M.M ゼロの使い魔 インプレッション
19、ゼロの使い魔外伝 〜タバサの冒険3〜
2009/5/30更新
ついにゼロの使い魔の外伝である「タバサの冒険」も3巻目に突入です。今回はずいぶんと核心的な話が多かったです。それはシルフィードとの出会い、タバサの恋心、そしてタバサという名が誕生した由来がいよいよ明かされたからです。という訳で「ゼロの使い魔外伝〜タバサの冒険3〜」の感想です。

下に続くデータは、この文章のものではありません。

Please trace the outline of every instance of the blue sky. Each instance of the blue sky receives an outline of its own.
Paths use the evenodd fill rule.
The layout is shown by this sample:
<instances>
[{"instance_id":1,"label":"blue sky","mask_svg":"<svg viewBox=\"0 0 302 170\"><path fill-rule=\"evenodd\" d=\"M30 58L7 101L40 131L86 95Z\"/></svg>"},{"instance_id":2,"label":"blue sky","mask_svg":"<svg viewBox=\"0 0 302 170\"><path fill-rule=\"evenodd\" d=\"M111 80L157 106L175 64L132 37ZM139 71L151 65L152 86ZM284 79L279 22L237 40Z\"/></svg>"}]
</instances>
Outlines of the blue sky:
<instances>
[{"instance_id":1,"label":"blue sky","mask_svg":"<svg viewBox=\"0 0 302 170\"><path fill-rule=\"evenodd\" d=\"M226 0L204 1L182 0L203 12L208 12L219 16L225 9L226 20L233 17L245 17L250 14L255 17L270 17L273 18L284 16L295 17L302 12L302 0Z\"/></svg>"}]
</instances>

すでに本編においてタバサはガリア国の女王となったので今後北花壇騎士として動くことはありません。よって、このタバサの冒険シリーズも出ないものとして考えていました。それがこのような形で帰ってきて非常に嬉しいです。それにしても、ここまで核心的な話を持ってくるという事はいよいよこのタバサの冒険シリーズも最後なのでしょうかね。とりあえず、本編では感情の乏しい控え目な少女として描かれていましたがそんなタバサが愛おしく思えてくるようなエピソードばかりでしだ。
まずは「タバサとシルフィード」ですが、これは完全にシルフィード視点の話です。時はタバサがシルフィードを自分の使い魔として呼び寄せるシーンから始まります。やはりシルフィードのあの性格ですから始めからタバサに懐くはずがないんですね、いつものようにタバサに反抗してばかりでした。さらにシルフィードは人語を解し人の姿に化ける事が出来るとは言え全く人間界の常識を知りません。それじゃあお使いの一つも出来るわけがないのです。さらにタイミングの悪い事に人攫いの手に捕まってしまいます。始めから踏んだり蹴ったりですね。それでも使い魔と主人は一心同体、もちろんタバサはシルフィードの事を助けてくれます。結局のところシルフィードがタバサの不格好な気持ちの表現に気付けはそれまでなのです。タバサの事を「お姉さま」と呼んだ時点で、基本的にシルフィードはタバサの事を信用したのでしょう。その後ハチャメチャな事をさせられるとは今の段階で知らないシルフィードですが、とりあえず本編を読んでいる限り使い魔と主人の関係はうまく続いているようです。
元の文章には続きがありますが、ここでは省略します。